Heheheh, my dogs best pal is a 3/4 GR x 1/4 Collie; but he looks just like a lean streamline Golden, his love of water and even better really muddy water means he ends up being hosed down after every trip out 

Here's him leading our dog astray Puppy Bathtime


----------



## beltabout (Dec 11, 2010)

RobD-BCactive said:


> Heheheh, my dogs best pal is a 3/4 GR x 1/4 Collie; but he looks just like a lean streamline Golden, his love of water and even better really muddy water means he ends up being hosed down after every trip out
> 
> Here's him leading our dog astray Puppy Bathtime


Great video Just what I meant. Mine often look like they are black legged retrievers as they have a dirty tide mark right across the middle.


----------



## haeveymolly (Mar 7, 2009)

Dont know a lot about goldens but the oned ive seen always seem quite calm and sedate but also given the opportunity quite playfull and energetic, the term "hyper" i try to avoid as i believe "hyper activity" is "created, not a normal characteristic of any breed. Love Goldies


----------



## newfiesmum (Apr 21, 2010)

I had the honour of owning a golden retriever for nearly fourteen years and he was a very laid back, gentle dog. They may need a fair bit of exercise, but hyper? Never heard of such a thing.


----------



## Nicky10 (Jan 11, 2010)

Having spent 5 hours yesterday with a golden retriever lying over my feet most of it I'd say not so hyper lol.


----------



## angelblue (Aug 4, 2009)

a gr is all dogs to all people rolled into one.
perfect breed for almost any situation.

very clever, very biddable, gentle, loving.

funny as heck.

would never have another breed.


----------



## Callie (May 6, 2010)

Got 1 4 year old who is sooo laid back but also loves and good play if they can:thumbup:

Got 1 9month old pup who is very playful and energetic and can have her moments..............but this is the same for any pup:lol:

Remember when we first got Amber(4 year old)..........having being used to a westie and it being a bit excitable.......had to phone the breeder cos she just lay there when I put the hoover on and I thought she must be deaf:lol:
Turned out she is just very laid back:thumbup:


----------



## eider (Feb 26, 2011)

I think this is a great breed, we've a 4 year old male and he's just lovely, and i know some other goldens and they're lovely too.
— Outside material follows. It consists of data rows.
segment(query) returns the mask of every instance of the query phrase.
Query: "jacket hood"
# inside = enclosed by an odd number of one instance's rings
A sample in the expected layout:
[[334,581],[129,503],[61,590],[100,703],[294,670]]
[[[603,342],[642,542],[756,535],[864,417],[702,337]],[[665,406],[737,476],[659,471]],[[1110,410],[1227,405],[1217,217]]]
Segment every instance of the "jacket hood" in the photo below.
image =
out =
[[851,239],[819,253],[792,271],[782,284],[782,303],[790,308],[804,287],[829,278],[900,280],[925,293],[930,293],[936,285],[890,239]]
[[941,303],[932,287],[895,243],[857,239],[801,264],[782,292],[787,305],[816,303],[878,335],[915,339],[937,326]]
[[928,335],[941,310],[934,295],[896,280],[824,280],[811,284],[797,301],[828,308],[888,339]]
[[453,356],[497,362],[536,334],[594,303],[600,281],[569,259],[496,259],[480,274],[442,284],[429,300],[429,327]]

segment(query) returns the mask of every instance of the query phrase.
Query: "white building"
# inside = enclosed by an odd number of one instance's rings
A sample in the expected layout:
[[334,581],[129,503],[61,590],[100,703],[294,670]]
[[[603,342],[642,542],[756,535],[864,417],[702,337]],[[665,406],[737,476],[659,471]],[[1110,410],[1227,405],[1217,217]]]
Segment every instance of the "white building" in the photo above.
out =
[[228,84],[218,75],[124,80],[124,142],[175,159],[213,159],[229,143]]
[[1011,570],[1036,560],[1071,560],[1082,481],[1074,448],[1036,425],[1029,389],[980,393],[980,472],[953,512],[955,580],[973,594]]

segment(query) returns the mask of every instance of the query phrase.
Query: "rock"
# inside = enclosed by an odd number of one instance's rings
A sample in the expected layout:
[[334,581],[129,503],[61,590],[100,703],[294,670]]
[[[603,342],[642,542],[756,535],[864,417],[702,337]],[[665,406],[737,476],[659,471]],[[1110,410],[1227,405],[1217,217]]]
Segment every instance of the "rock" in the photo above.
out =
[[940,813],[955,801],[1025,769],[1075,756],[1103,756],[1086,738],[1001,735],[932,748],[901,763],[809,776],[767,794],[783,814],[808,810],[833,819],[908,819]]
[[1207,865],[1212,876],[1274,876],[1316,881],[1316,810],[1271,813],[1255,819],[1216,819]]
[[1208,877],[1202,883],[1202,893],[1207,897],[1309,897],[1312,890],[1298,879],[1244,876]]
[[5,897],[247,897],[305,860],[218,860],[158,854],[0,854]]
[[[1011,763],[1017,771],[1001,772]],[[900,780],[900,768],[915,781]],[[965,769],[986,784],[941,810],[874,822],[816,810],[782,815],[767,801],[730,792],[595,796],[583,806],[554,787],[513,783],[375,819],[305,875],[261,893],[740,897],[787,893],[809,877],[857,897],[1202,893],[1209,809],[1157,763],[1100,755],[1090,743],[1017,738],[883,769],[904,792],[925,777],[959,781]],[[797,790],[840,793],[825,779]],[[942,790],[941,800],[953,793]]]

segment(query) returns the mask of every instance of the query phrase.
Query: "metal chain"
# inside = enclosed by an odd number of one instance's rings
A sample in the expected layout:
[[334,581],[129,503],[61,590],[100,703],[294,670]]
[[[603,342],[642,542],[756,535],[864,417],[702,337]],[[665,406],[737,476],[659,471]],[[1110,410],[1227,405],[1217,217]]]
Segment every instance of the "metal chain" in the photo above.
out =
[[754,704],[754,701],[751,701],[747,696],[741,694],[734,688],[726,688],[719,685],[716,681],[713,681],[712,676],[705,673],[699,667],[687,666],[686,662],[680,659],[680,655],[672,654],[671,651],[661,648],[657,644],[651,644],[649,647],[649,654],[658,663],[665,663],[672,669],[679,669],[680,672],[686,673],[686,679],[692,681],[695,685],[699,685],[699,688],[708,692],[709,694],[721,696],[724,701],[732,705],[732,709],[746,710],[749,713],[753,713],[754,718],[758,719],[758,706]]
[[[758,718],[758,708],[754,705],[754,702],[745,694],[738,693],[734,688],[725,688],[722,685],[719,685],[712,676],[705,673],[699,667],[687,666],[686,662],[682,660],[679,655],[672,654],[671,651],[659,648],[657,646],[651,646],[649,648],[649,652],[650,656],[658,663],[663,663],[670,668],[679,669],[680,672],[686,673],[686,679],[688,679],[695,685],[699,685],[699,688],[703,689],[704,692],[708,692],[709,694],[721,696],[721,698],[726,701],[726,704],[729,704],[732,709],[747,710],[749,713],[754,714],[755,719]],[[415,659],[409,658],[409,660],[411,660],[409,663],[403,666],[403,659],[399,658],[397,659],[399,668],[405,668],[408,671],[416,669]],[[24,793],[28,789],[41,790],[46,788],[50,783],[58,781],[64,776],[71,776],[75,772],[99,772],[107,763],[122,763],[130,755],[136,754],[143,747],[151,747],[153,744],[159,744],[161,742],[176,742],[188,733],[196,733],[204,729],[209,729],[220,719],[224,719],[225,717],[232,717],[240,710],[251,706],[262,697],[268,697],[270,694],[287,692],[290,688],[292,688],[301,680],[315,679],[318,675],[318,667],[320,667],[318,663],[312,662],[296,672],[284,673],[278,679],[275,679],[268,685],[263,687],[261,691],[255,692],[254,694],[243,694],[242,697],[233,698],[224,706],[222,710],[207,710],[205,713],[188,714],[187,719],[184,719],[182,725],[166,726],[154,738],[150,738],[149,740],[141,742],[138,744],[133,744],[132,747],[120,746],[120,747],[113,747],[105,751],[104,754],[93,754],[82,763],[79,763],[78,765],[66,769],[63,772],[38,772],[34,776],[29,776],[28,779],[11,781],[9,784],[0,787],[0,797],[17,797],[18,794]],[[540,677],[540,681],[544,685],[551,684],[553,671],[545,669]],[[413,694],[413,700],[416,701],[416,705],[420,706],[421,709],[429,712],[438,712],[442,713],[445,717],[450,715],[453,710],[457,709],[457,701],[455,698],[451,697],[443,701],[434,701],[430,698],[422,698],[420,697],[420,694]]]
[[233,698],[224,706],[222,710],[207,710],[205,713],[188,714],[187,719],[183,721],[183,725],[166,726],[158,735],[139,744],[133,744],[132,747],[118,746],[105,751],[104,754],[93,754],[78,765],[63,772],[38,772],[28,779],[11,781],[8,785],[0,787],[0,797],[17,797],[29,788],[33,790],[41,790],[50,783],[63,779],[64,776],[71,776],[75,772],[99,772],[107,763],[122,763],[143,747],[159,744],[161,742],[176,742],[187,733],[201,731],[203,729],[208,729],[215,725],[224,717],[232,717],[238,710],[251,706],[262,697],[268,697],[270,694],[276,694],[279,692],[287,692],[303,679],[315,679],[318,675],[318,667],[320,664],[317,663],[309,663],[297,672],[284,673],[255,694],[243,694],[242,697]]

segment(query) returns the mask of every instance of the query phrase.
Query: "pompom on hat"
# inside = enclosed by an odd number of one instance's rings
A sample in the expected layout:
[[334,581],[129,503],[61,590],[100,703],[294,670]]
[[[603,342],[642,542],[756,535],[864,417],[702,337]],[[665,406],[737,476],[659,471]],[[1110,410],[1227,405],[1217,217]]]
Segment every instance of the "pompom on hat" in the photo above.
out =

U have to screw it big time in their trainning to have a bad dog of this breed. Though i'm not an expert.

They have a high energy, they can swim for hours, they can go mountain all the morning, they like to run after a ball... but they can relax everywhere, they can sleep everywhere and some of them even are lazy to even go for a walk... i'm talking bout the ones i know.... I think it's a great breed for a first dog.

We even say that we'll always have a golden to reming why we love so much dogs... (this is coz we have a hyperactive boxer)


----------